A white Burgundy tasting note

2004 Antoine et François Jobard. Meursault Genevrières
Gold straw color. Very floral nose but also matchstick and vanilla, and a hint of citrus. The combination is intoxicating. Palate is mineral, shell and Meyer lemon with some sulfer too. The body is medium light. This begs for seafood or fish. Fantastic showing. Pairing with a take on sole meunière. Excellent. (93 points)

These wines can be great when they come around, but often need a lot of time to “eat” the oak. Seems like you waited long enough; nice note!


I find this surprising, as Jobard generally only uses about 20% new oak, and there are a lot of older barrels in the cellar. I’m someone who doesn’t like a lot of new oak, and Jobards have never been an issue at all.

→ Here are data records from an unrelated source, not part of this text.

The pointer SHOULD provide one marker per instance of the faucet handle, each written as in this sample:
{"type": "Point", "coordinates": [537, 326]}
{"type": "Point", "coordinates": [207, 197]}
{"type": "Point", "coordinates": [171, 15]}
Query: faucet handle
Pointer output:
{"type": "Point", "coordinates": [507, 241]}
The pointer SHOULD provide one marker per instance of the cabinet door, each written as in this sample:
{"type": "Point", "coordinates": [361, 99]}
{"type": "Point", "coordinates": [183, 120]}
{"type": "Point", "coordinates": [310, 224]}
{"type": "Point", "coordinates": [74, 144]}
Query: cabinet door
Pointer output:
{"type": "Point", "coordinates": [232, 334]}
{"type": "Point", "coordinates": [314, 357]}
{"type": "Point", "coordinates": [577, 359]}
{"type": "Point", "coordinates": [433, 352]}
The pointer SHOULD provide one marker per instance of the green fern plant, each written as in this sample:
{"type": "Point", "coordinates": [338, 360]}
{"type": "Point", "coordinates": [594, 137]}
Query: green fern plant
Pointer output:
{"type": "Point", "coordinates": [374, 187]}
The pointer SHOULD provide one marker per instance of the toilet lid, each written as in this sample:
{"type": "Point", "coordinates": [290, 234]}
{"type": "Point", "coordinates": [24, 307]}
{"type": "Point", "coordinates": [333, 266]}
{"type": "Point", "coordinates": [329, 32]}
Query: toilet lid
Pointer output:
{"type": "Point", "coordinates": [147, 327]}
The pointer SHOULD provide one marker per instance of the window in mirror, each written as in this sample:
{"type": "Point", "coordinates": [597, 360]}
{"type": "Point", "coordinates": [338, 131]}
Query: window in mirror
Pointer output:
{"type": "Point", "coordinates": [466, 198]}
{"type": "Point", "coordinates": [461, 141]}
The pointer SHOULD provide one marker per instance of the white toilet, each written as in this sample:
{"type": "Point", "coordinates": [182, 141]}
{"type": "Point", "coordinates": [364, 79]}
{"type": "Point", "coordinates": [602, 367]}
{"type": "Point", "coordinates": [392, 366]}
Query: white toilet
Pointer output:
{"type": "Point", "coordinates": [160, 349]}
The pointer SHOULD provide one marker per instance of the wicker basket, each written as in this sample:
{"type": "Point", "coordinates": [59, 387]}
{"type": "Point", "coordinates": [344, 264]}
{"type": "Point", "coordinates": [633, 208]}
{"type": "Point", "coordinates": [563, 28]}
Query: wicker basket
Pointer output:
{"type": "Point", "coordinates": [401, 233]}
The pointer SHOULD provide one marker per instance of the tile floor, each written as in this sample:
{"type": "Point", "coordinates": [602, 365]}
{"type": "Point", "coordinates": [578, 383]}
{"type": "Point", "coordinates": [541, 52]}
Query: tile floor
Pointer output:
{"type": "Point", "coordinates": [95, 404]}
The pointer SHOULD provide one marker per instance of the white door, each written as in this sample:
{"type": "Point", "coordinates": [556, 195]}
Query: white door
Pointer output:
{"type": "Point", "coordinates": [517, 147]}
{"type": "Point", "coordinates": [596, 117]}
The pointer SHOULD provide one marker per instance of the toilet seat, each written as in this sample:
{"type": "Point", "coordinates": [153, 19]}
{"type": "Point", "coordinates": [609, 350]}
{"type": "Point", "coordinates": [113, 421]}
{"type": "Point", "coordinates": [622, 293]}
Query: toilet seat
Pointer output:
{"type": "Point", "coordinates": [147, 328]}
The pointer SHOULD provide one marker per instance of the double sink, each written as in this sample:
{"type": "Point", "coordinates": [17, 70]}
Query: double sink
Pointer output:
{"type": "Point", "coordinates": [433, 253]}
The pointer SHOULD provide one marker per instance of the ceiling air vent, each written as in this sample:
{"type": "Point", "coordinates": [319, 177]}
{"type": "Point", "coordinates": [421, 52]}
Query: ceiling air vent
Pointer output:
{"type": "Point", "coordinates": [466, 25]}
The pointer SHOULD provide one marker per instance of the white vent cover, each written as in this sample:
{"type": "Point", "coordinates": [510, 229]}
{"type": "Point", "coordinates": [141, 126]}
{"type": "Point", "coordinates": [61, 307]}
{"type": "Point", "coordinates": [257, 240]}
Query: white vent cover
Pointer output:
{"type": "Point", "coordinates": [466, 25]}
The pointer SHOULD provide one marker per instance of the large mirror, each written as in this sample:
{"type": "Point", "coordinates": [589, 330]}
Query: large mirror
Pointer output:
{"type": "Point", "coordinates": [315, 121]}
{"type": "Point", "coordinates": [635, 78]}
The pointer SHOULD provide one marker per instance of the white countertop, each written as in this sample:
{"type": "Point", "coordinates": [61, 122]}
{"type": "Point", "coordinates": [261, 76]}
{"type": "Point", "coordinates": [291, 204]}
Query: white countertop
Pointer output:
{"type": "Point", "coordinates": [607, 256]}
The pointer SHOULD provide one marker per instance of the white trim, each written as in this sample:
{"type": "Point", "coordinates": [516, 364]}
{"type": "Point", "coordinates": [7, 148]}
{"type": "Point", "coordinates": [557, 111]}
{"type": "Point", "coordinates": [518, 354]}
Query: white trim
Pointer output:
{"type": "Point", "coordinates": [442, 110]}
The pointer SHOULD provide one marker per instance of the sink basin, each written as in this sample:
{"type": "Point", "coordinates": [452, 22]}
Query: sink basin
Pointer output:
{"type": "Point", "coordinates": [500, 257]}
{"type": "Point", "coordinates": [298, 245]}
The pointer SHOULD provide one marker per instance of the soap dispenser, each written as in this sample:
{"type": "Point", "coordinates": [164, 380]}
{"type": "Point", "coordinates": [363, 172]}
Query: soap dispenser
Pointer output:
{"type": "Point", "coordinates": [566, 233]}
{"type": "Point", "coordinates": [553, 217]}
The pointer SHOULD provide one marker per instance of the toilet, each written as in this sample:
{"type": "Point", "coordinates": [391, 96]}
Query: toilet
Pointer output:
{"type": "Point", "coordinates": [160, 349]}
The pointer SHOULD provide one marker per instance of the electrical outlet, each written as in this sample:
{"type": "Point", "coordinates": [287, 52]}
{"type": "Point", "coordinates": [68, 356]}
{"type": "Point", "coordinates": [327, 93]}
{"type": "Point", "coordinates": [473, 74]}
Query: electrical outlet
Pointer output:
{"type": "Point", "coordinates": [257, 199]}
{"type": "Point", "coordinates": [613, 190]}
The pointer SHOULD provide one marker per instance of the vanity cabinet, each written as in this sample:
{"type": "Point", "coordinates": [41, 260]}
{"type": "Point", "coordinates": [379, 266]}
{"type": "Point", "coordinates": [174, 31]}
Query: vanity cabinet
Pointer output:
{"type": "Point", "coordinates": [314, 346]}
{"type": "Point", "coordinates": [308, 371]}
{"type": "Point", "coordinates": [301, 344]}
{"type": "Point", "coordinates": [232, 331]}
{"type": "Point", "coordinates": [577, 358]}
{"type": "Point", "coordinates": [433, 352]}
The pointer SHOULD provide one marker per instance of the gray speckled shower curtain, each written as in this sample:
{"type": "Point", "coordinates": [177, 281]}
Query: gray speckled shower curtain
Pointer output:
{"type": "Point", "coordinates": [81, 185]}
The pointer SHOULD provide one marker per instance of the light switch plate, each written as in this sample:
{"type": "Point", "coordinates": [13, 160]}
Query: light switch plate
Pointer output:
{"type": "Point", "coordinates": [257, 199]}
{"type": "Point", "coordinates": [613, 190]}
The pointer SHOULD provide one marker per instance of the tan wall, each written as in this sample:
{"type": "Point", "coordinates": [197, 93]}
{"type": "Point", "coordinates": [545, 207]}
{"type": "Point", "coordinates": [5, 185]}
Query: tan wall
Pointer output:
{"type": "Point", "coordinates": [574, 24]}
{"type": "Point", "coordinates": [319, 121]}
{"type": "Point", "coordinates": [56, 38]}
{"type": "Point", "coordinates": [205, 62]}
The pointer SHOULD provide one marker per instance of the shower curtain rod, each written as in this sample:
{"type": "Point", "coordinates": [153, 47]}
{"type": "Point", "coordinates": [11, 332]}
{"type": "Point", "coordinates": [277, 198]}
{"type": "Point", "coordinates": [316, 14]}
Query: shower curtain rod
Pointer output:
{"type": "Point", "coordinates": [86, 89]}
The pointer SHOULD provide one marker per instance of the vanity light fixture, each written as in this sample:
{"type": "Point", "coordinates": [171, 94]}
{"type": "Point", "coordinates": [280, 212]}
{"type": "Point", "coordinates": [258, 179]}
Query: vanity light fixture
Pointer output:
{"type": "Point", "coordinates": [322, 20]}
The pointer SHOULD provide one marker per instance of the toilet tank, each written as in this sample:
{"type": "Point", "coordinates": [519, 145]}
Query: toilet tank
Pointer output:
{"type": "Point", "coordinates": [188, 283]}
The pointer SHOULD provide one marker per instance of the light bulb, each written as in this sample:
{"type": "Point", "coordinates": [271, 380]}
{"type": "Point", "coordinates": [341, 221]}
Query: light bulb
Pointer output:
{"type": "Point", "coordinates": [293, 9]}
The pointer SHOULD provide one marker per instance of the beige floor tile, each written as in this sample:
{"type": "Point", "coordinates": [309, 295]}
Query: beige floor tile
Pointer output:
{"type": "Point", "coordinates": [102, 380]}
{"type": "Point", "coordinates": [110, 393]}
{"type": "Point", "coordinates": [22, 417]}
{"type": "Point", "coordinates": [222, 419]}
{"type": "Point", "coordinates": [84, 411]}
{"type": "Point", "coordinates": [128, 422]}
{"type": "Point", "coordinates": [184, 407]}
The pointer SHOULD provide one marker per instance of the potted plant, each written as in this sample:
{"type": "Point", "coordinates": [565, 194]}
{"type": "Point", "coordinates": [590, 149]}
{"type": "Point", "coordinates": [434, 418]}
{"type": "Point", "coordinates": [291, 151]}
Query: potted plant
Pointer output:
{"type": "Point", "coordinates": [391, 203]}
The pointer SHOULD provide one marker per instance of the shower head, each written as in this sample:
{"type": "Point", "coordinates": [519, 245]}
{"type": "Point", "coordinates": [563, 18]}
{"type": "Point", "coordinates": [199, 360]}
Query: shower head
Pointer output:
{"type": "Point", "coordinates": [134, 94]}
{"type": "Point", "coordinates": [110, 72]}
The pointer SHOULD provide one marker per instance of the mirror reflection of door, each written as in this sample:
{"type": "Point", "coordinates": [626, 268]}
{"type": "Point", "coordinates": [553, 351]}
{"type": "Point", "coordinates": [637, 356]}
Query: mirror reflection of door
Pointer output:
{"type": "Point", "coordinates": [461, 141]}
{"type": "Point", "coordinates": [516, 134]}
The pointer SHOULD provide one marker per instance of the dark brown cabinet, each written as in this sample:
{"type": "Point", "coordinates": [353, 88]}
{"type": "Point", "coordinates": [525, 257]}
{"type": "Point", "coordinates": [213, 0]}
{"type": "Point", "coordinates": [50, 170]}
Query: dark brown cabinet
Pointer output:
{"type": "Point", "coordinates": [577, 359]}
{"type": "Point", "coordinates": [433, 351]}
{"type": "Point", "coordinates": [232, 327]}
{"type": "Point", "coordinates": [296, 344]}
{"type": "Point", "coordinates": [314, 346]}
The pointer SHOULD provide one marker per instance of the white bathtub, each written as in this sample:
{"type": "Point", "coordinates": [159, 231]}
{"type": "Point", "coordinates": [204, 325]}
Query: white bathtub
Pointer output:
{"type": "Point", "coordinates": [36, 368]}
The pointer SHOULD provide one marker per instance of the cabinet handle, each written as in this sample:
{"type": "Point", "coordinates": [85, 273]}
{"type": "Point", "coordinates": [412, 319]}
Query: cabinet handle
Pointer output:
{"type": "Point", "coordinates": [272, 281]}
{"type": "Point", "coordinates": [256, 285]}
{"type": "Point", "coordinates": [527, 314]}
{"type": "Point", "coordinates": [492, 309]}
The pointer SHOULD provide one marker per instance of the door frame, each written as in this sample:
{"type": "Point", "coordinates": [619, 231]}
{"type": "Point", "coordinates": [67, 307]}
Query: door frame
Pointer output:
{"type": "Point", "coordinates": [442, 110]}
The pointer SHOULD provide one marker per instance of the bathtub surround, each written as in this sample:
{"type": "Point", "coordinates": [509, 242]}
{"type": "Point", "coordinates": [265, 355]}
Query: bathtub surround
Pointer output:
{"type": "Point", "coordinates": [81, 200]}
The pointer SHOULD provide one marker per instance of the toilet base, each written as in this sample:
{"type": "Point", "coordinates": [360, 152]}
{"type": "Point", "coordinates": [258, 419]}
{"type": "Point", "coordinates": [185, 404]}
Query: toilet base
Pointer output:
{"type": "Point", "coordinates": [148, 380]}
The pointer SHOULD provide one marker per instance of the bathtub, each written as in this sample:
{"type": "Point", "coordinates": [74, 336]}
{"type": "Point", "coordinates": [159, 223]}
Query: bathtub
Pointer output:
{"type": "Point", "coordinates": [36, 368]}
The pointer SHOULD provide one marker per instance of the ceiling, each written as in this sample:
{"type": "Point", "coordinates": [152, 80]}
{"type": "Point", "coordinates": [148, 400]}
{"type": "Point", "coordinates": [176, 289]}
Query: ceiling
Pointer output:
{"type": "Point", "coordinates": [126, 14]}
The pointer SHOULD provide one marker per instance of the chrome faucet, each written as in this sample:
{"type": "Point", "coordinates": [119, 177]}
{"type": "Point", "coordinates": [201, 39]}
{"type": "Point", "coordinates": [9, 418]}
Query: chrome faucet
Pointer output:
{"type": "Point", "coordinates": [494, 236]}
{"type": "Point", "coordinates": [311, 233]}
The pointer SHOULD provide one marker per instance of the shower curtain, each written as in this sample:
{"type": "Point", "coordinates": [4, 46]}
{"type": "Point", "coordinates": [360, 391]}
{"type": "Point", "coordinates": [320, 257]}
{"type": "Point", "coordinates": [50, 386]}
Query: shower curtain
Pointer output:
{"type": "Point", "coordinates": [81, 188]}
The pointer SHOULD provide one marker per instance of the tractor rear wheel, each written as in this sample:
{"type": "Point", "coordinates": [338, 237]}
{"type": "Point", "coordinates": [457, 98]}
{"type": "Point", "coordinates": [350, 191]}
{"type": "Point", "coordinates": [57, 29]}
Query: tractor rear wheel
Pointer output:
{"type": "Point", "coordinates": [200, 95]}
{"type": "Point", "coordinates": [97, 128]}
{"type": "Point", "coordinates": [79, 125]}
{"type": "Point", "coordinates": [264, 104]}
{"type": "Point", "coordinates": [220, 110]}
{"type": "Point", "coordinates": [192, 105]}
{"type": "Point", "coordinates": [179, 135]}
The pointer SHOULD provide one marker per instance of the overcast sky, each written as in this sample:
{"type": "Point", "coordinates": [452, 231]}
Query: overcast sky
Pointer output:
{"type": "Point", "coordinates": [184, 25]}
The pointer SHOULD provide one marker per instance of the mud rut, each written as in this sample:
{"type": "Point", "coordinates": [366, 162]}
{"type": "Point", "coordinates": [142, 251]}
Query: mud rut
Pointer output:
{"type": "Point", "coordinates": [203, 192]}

They can be very reduced when young, but I’ve never had one (and I’ve probably tasted over 75 different wines) that’s been too oaky.

Well, I don’t claim to be an expert on Antoine Jobard, Marshall,
But the botting I have in mind is the Meursault 1er Cru Les Charmes, in particular the '08, which I loved when I drank around 2016, but thought even then some oak was discernible. Note on the '04, not mine, in cellartracker also mentions oak: https://www.cellartracker.com/wine.asp?iWine=752251
Perhaps he uses more on his bigger bottles? Not uncommon, though some recent bourgognes (2014) read oaky to me, so maybe there is something else going on? I’d love to hear from others, who may know more.

I have been drinking these wine for many years (I am 81). I have never had an over oaked bottle. I am someone who dislikes oak flavors in wine.

My luck with Jobard, both father and son, has been topsy-turvy. Some premox, some 10-12 year bottles simply muted, some delicious village and Bourgogne wines, and then some Cru wine brilliant experiences like this.

This, except closer to 40ish wines for me over the years.

Rereading my original post, that may have sounded like bragging. It wasn’t meant that way at all, just for comparisons sake. I was lucky enough to go on the Kermit Lynch buying trip 4-5 times, and the visits to Jobard were some of the best of the trip, and they always included the full lineup of current wines, plus a few cellar treats. So between that and personal bottles, I’ve been fortunate to try a lot of Jobard. And I’ve never found one, even when young, that seemed really woody.